The emotionless tone tore at Blaise’s heart. It was a question he couldn’t understand. What was it like to worry or hope for death?
Was it a little like a human’s ability to love unconditionally because they didn’t live long enough to truly weary of the objects of their affection?
Few things survived the true test of time, and an individual often didn’t. People changed in their short lives.
“Then I’ll give you the sweetest death possible, and send you to His garden resplendent in glory,” Blaise whispered, and hated himself for speaking the truth, and for giving his word.
Blaise didn’t change, and his word was never broken. Once given, he couldn’t take it back. All he could do was regret it for eternity.
“You’re telling the truth.”
“I am.”
“Blaise doesn’t lie,” Aria said from the doorway, in the old tongue. “But I’d ask of you to consider any option but that one.”
Terin’s baffled expression saved Blaise from his anguish. It held back the turbulent emotions within him. He forced a smile. “She wants you to reconsider that choice.”

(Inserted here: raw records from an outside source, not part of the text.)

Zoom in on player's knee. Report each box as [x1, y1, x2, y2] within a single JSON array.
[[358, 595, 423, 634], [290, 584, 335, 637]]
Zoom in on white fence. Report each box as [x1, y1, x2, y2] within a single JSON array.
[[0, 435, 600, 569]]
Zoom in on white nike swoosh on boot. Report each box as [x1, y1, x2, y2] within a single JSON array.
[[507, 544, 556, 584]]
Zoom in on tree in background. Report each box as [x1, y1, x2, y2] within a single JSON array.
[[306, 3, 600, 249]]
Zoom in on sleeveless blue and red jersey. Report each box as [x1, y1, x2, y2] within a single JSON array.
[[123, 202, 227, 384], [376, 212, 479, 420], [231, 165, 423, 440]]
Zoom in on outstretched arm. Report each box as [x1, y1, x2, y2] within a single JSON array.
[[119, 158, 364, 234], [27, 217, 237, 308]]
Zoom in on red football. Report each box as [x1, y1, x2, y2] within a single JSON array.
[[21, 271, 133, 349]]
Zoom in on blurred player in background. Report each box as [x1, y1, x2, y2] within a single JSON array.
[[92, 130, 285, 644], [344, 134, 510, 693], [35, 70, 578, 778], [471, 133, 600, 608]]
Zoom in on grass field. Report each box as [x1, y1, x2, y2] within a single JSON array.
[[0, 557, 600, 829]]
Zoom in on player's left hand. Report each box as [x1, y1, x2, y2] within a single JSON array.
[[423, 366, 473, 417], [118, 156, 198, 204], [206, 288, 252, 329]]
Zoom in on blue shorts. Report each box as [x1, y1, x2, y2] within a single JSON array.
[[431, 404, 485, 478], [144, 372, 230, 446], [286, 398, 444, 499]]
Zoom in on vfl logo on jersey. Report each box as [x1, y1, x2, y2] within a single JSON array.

“I wasn’t considering it.”
Blaise’s hand dropped from the boy’s back and he couldn’t manage to hide his scowl. Aria’s laughter was one of relief.
“Cheeky,” she said, still in the ancient language of her birth. The woman met his eyes, and he hesitated at her sad expression.
“I’m relieved to hear that,” he admitted. “What do you want to do?”
“What will happen to the girl?” Terin asked, twisting around to stare through the dolls in the shop in the direction of the dark bedroom.